In the middle of Colchester centre stands this Saxon tower, built around 1020 AD they say.  This is the oldest known church in the town, and as the Saxon's tended to build in wood, abundant in the area while stone is not, this may well replace a previous structure.  Actually, outside the new police station lies the traces of a building thought by some to be the first Christian church in the island, possibly built in the first 300 years of the millennium.   There is an abundance of Roman tiles in the doorway and the walls of the tower, which shows how entrenched the Romans were here.   The doorway is not encouraging fat people (oops, sorry, grammar nazi's insist on 'obese.') to enter is it?  


  
The narrow street meant I could not get a better picture from there but sufficient to show the height.  I can imagine their shaky scaffolding as the tower grew!  Amongst the graves in the plot squashed around the tower lies one William Gilberd, whom you will recognise as the physician to Queen Elizabeth I.  He also discovered 'electro-magnetism' whatever that is.  Also entombed lies one John Wilbye, whom you will recall was famous for writing madrigals. (A note to the less enlightened, madrigals were songs, not magazines)  I stuck my head through the side door into what once was a church to find a dingy hall filled with tables all askew.  The hall now serves youth and sometimes is used as a music venue.  While useful to many this appears to me to be a sad end for such a building.  

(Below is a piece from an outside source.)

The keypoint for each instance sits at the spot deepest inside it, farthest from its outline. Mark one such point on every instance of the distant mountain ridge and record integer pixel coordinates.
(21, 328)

All around us lie things we never see because they have always been there.  I suspect folks walking up East Hill never glance at this one time watering place.  We take clean water for granted, except when the bill comes in, but until the middle of the 19th century it was not always so.  Water was often polluted, if available, and beer was safer to drink.  Many houses built near the end of the century still shared a common water pump.  This one was erected in 1864 'In Memorium,' but it does not say of whom!  I can imagine bare footed children crowding around each time they passed for a free drink.  Quite what the lower niche was for I know not. Did they wash their feet there perhaps.  


I noticed this in the walls of the priory but am undecided as to the purpose.  A window perhaps? Too high of the ground for anything else.  In RC tradition a light is kept burning, possibly this was connected to that, possibly not.  You can see the haphazard stonework.  Anything lying around was used.


 Yet another memorial to the war dead stands in the priory grounds.  To which members of the town I did not look to see however I was once again struck by the use of the phrase 'The Glorious Dead.'  How the people at home wanted to believe the losses had been worthwhile.   The effect of the losses remains in our character to this day.